Supercomnet Technologies Berhad - Lower Than Expected Sales

sectoranalyst
Publish date: Thu, 23 Nov 2023, 10:04 AM

Review

  • Supercomnet Technologies Berhad’s (Scomnet) 9M23 net profit of RM21.7mn (-19.3% YTD) was below our expectations and consensus at 55.1/57.3% of full-year forecasts respectively. The variance was largely attributed to weaker-than-expected sales.
  • 9M23 PBT decreased by 21.0% to RM27.9mn as revenue fell 14.7% to RM103.2mn.
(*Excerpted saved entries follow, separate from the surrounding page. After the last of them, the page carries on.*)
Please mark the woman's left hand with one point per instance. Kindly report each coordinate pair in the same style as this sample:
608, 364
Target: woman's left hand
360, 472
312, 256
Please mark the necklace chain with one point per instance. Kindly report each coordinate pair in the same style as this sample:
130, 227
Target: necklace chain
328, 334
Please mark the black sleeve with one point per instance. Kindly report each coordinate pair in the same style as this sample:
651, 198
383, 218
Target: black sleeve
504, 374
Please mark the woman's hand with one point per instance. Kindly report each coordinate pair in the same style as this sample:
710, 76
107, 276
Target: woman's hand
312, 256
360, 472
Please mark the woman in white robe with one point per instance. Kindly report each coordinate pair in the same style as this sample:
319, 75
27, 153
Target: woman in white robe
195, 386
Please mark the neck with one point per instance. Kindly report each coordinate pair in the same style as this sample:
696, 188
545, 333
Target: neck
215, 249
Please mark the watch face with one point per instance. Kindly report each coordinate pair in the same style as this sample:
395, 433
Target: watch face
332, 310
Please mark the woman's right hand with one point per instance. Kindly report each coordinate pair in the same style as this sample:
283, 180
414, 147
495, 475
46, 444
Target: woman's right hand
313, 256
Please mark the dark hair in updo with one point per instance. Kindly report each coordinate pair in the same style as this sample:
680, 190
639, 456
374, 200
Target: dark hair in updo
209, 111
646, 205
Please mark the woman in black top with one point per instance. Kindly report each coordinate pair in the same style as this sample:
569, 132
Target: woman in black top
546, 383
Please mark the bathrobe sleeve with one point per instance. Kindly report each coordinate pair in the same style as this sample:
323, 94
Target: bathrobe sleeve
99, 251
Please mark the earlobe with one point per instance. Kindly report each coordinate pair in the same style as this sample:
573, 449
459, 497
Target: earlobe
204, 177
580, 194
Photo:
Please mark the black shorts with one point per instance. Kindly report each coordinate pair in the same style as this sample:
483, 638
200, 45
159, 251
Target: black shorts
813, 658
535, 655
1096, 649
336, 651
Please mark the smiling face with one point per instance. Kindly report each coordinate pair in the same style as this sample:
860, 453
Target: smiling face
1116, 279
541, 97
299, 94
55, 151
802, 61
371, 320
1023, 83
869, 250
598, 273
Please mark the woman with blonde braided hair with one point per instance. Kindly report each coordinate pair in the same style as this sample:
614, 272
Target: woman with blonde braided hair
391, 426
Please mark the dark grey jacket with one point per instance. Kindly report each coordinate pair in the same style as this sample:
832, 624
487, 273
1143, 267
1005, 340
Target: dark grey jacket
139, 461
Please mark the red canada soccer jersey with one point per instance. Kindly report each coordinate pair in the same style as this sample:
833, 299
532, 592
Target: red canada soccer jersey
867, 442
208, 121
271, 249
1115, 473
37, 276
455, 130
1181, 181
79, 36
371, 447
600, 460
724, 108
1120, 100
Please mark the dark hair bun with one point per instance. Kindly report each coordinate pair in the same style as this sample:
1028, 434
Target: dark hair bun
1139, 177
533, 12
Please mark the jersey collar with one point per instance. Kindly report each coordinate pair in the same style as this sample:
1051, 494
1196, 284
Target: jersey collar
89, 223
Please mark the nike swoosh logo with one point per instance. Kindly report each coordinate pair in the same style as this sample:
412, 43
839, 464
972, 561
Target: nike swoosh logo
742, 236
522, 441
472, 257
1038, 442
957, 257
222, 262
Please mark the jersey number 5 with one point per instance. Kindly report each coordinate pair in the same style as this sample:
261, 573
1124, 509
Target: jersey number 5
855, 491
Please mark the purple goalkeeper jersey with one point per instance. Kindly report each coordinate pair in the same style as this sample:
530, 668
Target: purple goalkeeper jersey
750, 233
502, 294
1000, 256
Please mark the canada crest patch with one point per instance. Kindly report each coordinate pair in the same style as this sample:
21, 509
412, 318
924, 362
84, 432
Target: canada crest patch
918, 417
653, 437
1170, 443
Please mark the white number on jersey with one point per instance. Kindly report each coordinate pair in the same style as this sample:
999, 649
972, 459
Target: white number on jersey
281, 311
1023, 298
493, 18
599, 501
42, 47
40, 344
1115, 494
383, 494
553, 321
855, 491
The weaker result was due to: i) reduction in orders from all 3 segments, ii) higher electricity tariff, iii) one-off expenses of RM0.8mn related to the transfer of listing to the main market of Bursa Malaysia and iv) fair value expenses related to ESOS.
  • 3Q23 net profit increased 1.4% QoQ to RM7.4mn despite lower revenue of 2.4% to RM32.5mn. We attribute the better performance to higher margin from automotive and industrial segments. PBT margin rose 0.7pp QoQ to 29.0%.
  • A first interim single tier dividend of 0.5sen per share was declared.
  • In terms of contribution, the medical segment remained the key earnings contributor to the group, accounting for 77% of sales while automotive and industrial segment accounted for 2% and 21% of revenue respectively.

Impact

  • We maintain our earnings forecasts pending updates from management.

Outlook

  • We are confident that 2024 will be a better year for the group, driven by improving demand for the medical segment and new customers. For instance, the overall demand for the IHS project is estimated at 1mn units per month, which will make IHS its top 3 customers in FY24.

Valuation

  • Reiterate our Buy recommendation on the stock. No change to our TP of RM1.85/share based on 32.0x CY24 EPS.